German operatic soprano

Simone Schneider (born 1972) is a German operatic soprano. As a member of Staatstheater am Gärtnerplatz, she performed coloratura roles such as the Mozart's Queen of the Night. As a member of the Staatsoper Stuttgart from 2006, she has performed a wide range of leading roles including Donizetti's Maria Stuarda and the Feldmarschallin in Der Rosenkavalier by Richard Strauss. She performed as a guest in major opera houses in Germany and Europe.

== Career ==
Born in Hagen, Schneider studied at the Musikhochschule München. She first joined the ensemble of the Staatstheater am Gärtnerplatz in the 1997/98 season, where she performed roles such as the Queen of the Night in Mozart's Die Zauberflöte, Konstanze in his Die Entführung aus dem Serail, and Zerbinetta in Ariadne auf Naxos by Richard Strauss. She has been a member of the Staatsoper Stuttgart from the 2006/07 season, where she appeared as Donna Anna in Mozart's Don Giovanni, as Giunia in his Lucio Silla, as Elettra in his Idomeneo, as the Countess in his Le nozze di Figaro, as Rosalinde in Die Fledermaus by Johann Strauss, as Madame Lidoine in Poulenc's Dialogues des Carmélites, in the title role of Donizetti's Maria Stuarda, as Chrysothemis in Elektra, as Gutrune in Wagner's Götterdämmerung, as Alice Ford in Verdi's Falstaff, and as the Feldmarschallin in Der Rosenkavalier by Richard Strauss.

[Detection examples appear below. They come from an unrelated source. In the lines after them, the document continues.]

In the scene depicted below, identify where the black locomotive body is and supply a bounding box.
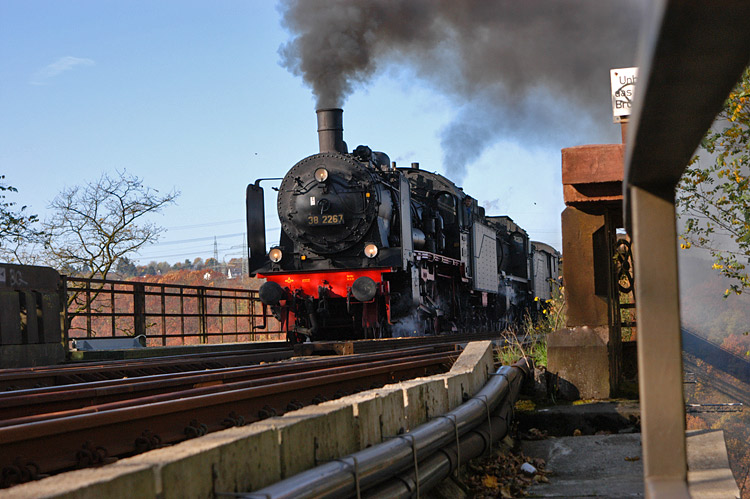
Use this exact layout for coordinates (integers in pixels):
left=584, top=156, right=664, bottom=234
left=247, top=109, right=559, bottom=342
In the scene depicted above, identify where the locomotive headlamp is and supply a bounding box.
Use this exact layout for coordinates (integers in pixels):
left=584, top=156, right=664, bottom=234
left=315, top=168, right=328, bottom=182
left=268, top=248, right=284, bottom=263
left=365, top=243, right=378, bottom=258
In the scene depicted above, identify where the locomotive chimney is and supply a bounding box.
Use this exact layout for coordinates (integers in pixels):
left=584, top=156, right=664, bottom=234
left=315, top=109, right=347, bottom=154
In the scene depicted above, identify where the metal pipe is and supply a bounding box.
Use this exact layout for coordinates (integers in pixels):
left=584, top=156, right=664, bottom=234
left=315, top=109, right=347, bottom=154
left=363, top=370, right=521, bottom=498
left=240, top=360, right=531, bottom=499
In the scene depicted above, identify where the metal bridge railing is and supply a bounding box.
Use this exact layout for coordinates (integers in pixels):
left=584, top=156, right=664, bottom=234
left=63, top=276, right=281, bottom=346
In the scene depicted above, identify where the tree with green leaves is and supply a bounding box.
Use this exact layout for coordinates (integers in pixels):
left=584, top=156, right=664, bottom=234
left=677, top=66, right=750, bottom=296
left=0, top=175, right=42, bottom=263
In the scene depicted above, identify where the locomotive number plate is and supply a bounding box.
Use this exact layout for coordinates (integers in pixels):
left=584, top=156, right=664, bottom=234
left=307, top=213, right=344, bottom=225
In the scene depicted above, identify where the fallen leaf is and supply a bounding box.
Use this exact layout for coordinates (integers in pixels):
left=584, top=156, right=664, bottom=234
left=482, top=475, right=497, bottom=489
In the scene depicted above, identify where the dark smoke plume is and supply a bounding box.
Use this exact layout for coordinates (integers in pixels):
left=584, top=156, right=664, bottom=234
left=279, top=0, right=643, bottom=181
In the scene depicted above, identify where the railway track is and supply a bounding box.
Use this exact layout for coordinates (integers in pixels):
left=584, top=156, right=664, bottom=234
left=0, top=343, right=294, bottom=391
left=0, top=345, right=458, bottom=487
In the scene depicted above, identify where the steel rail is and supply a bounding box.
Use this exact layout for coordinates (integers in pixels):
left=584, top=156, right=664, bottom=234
left=0, top=347, right=294, bottom=390
left=238, top=359, right=531, bottom=499
left=0, top=345, right=453, bottom=421
left=0, top=354, right=455, bottom=486
left=0, top=352, right=457, bottom=428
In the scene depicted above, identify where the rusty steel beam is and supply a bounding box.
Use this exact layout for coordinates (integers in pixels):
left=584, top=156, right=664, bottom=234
left=623, top=0, right=750, bottom=497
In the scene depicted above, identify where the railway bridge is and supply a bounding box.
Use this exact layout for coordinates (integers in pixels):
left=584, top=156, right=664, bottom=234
left=0, top=0, right=750, bottom=497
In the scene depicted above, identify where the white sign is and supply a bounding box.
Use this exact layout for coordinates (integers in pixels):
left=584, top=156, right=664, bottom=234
left=609, top=68, right=638, bottom=123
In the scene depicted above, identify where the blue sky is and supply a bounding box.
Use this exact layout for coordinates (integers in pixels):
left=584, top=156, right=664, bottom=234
left=0, top=0, right=619, bottom=263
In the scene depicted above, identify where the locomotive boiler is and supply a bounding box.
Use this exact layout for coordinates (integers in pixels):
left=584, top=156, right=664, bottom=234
left=246, top=109, right=559, bottom=342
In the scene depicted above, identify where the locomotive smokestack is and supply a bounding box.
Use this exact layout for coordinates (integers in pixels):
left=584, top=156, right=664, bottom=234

In 2008, she performed the title role of Alceste by Anton Schweitzer on the occasion of the reopening after the fire of the Duchess Anna Amalia Library. The recorded performance was played by Concerto Köln on period instruments and conducted by Michael Hofstetter. A reviewer of the recording for Gramophone wrote: "Simone Schneider variously expresses Alcestis's agitation, nobility and joy with a moving simplicity." In 2011, Schneider appeared at the Richard Strauss Festival in Garmisch-Partenkirchen as Christine in concerts of Intermezzo by Richard Strauss, with the Münchner Rundfunkorchester conducted by Ulf Schirmer. In 2014, she performed the part of Diemut in Feuersnot by Richard Strauss in concert in Munich, the composer's hometown. She sang alongside Markus Eiche as Kunrad, with choir and orchestra of the broadcaster Bayerischer Rundfunk, conducted by Schirmer. Schneider appeared in 2014 at the Leipzig Opera as the Empress in Die Frau ohne Schatten by Richard Strauss. A reviewer wrote: "Schneider was a headstrong, vibrant Empress. Her vivacity, mellifluous voice and seemingly inexhaustible reserves of energy created a generously scaled performance that was deeply moving."

Schneider was awarded the title Kammersängerin in 2016.